Dès la première Journée de l’Institut de l’Enfant-UPJL, en 2011, nous avons sollicité pour nos affiches et autre matériel, grâce à Gaëlle Prosperi notre graphiste, des dessinateurs (trices) de bandes dessinées formé(e)s à l’EESI (École européenne supérieure de l’image) d’Angoulême. Cette année, Natacha Sicaud a bien voulu s’affronter à ce challenge d’illustrer notre thème « Interpréter l’enfant ». C’est elle qui, après quelques essais, nous a proposé un « visuel » basé sur le jeu du taquin : voilà qui nous allait comme un gant ! Et nous sommes partis sur cette idée, avec l’appoint d’une petite girafe, bien sûr, et de quelques monstres qui passaient par là.
Le jeu du taquin est une référence qui revient à plusieurs reprises dans l’enseignement de Lacan. Il est bien fait, avec sa « case vide », pour donner sur la place du manque dans la structure psychique une perspective dynamique. La production de cette place est en effet un enjeu majeur pour que le sujet-infans trouve à se loger : la case vide lui fait accueil, mais accueil mouvant, tel le train du petit Hans qui risque de l’embarquer. C’est ici la place du désir qui fait du sujet un sujet toujours déplacé. Cette extraction du sujet est l’un des enjeux de l’interprétation dans la cure avec un enfant : c’est une des fonctions que Jacques-Alain Miller lui assigne dans son texte d’orientation de la Journée.
Mais par ailleurs, la petite girafe et les petits monstres sont là pour rappeler que cette place est à tout moment disputée par les objets qui se bousculent pour jouer leur partie – objets partiels et partiaux qui n’en font qu’à leur tête ! Là, plus question de la sécurité d’une place symbolique, même itinérante, c’est la bousculade, chacun veut des miettes du gâteau… et c’est en imposteur qu’apparaîtra qui voudrait y mettre de l’ordre.
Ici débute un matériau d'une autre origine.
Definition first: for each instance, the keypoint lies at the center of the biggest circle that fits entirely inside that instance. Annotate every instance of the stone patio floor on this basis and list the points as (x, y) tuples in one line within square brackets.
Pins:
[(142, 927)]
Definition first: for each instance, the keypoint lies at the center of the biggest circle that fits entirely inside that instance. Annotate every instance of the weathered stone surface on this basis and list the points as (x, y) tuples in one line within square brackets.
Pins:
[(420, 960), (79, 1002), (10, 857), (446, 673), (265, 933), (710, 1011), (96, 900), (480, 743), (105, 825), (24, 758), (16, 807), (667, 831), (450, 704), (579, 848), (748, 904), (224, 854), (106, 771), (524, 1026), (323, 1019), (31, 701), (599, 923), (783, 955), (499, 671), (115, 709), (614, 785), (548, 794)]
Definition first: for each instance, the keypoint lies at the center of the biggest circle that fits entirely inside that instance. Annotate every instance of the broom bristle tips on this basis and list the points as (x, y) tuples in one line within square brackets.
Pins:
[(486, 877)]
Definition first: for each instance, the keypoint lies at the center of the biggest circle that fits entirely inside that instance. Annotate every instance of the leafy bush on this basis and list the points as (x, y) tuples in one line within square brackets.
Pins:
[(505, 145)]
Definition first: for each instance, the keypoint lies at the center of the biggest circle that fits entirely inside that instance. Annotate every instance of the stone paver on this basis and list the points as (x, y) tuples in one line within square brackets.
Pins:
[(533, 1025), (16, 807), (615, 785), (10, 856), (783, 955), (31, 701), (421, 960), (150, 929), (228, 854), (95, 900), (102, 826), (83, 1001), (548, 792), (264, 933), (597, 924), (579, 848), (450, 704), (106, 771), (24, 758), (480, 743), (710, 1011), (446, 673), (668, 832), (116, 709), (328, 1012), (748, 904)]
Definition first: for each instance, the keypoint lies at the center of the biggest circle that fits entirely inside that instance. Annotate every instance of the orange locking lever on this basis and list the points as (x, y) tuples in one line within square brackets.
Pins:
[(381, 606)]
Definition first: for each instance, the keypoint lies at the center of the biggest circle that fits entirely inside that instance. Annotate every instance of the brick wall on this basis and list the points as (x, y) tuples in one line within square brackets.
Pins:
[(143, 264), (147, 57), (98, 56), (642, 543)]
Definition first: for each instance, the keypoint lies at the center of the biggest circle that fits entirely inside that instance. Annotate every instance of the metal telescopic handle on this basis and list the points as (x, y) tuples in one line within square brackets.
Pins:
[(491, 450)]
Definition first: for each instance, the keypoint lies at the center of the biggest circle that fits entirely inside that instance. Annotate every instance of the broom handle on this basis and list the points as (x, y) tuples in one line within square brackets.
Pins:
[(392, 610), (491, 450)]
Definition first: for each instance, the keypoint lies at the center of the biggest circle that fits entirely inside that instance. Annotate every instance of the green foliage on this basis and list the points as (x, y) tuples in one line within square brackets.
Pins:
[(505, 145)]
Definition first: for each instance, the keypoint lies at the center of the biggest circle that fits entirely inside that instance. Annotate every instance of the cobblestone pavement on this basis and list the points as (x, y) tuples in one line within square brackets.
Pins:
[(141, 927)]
Une voie s’ébauche pourtant : que le sujet vienne soutenir sa position face à ces bouts de jouissance. Se faire boulotter, se faire chier, se faire jeter, se faire voir, se faire entendre : toutes occurrences de la pulsion à monter sur la scène des cures d’enfants, autant d’occasions à saisir par l’analyste pour accompagner ptitom dans ces tours et ces détours. Trois petits tours, ou plus, et l’objet se détache pour aller se faire façonner ailleurs, créant ici un lieu vide qui pourra se nouer au manque du sujet qui parle.
Très tôt, avec Mélanie Klein, avec Anna Freud également, le jeu de l’enfant est apparu comme l’effectuation de la somme de ces deux processus – distribution des places, insurrection des objets – donnant déjà l’idée très précise d’un inconscient « en acte ». Lacan lui aussi interprète l’enfant dans son commentaire du rêve de la petite Anna Freud, qui noue ensemble l’objet marqué par l’interdit de l’Autre – « flan, fraise, grosse fraise » – et le sujet Anna pris dans la série. Nous en prenons de la graine pour saisir comment c’est l’initiative de l’analyste qui fait exister cet inconscient pour l’enfant. Interpréter l’enfant, nous pouvons donc ici l’entendre comme le pas dans l’inconnu que fait un analyste pour susciter chez un enfant un goût pour l’effet de castration inclus dans la série des signifiants pris au sérieux et un appétit nouveau pour le plus-de-jouir, le sien, reste de l’objet pulsionnel perdu.
Qu’est-ce qui l’y autorise ? Rien d’autre que ce qu’il sait du symptôme, de par son analyse : étrange chimère faite de signifiants en souffrance et de jouissance en peine d’être perdue, valeur sûre « qui n’attend pas l’âge des années » !
Ce jour-là, le 21 mars 2015, des invités viendront converser avec nous sur ce que l’enfant du siècle peut attendre d’un analyste, des collègues feront part de moments-clefs où, dans une cure, ça interprète ; d’autres encore mettront en valeur les initiatives qui, soudain, permettent à un intervenant d’entendre ce que dit un enfant ou à un enfant d’expérimenter d’autres usages du monde, des autres, et fondamentalement de la langue et de la lettre.
La Journée, comme les précédentes, se construit à partir des propositions que la commission d’organisation reçoit[1]. Work in progress autour du Comité d’initiative de l’Institut de l’Enfant et de Claudine Valette-Damase, Laurent Dupont et Bruno de Halleux, responsables de la Journée.